With climate change increasingly becoming a global concern, governments around the world are prioritising action to deal with it. This action takes two forms – climate change mitigation and climate change adaptation. Mitigation measures are aimed at reducing the future severity of climate change. The most obvious mitigation measure is the replacement of fossil fuel energy generation with renewable sources. Adaptation measures seek to help societies adapt to the inevitable changes that will occur regardless of the success or otherwise of mitigation measures. For example, adaptation will be required to cope with the effects of sea level rise on many coastal towns and villages in low lying nations.
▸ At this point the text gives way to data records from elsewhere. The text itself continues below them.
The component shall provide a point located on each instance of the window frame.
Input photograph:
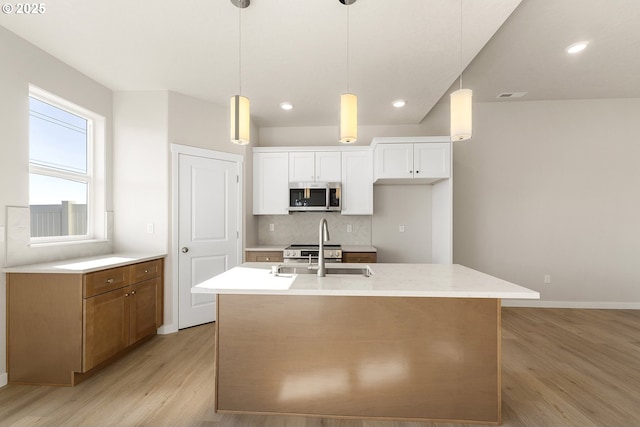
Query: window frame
(95, 170)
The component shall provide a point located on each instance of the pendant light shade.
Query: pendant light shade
(240, 122)
(461, 114)
(348, 118)
(240, 113)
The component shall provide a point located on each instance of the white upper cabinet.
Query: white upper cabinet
(309, 166)
(271, 183)
(357, 183)
(394, 161)
(432, 160)
(426, 162)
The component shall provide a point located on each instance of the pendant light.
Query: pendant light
(461, 105)
(240, 108)
(348, 101)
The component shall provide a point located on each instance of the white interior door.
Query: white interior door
(208, 231)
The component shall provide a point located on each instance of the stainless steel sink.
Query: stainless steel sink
(330, 269)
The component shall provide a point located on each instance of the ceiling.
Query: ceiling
(296, 51)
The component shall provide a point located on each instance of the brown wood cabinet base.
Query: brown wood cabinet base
(363, 357)
(61, 328)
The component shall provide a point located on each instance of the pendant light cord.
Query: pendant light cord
(461, 70)
(348, 49)
(239, 51)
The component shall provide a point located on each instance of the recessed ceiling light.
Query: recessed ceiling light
(577, 47)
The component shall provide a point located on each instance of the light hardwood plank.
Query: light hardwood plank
(560, 367)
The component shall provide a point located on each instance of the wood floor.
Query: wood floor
(561, 367)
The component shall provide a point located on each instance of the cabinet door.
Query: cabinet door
(270, 183)
(432, 160)
(106, 326)
(302, 166)
(328, 166)
(357, 183)
(393, 161)
(142, 317)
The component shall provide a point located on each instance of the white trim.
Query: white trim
(573, 304)
(203, 152)
(310, 148)
(176, 151)
(408, 139)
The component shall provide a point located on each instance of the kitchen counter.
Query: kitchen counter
(406, 280)
(345, 248)
(85, 265)
(266, 248)
(410, 342)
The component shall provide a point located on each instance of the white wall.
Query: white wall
(553, 188)
(145, 124)
(23, 63)
(407, 205)
(541, 188)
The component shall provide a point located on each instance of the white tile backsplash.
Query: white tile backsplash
(302, 227)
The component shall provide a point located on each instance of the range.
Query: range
(302, 253)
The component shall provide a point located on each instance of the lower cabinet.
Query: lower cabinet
(117, 319)
(61, 327)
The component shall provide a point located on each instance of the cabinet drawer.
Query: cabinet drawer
(105, 281)
(359, 257)
(146, 270)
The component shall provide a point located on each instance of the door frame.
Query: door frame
(172, 297)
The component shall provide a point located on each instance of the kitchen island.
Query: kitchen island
(410, 341)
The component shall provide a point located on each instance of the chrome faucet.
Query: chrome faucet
(323, 236)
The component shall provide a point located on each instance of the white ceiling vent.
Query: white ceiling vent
(511, 95)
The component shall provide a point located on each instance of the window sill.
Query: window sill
(66, 243)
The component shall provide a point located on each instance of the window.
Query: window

The Wave Swell Energy (WSE) technology is in the unique position of offering both a climate change mitigation measure – producing pure renewable energy from waves to displace the use of diesel and other fossil fuels – and a climate change adaptation measure, with its structure doubling as a seawall or breakwater, thereby protecting coastlines from the effects of erosion caused by increasingly extreme weather events. This dual use is likely to result in the WSE technology being a global renewable energy source of preference in the ongoing fight against climate change.
About Wave Swell Energy
WSE has developed a unique cost-effective technology to convert the energy in ocean waves into electricity. The technology involves no moving parts whatsoever in the water, thereby precluding costly underwater access for maintenance. The company is currently developing a 200 kW project at King Island, aimed at demonstrating the commercial viability of the technology.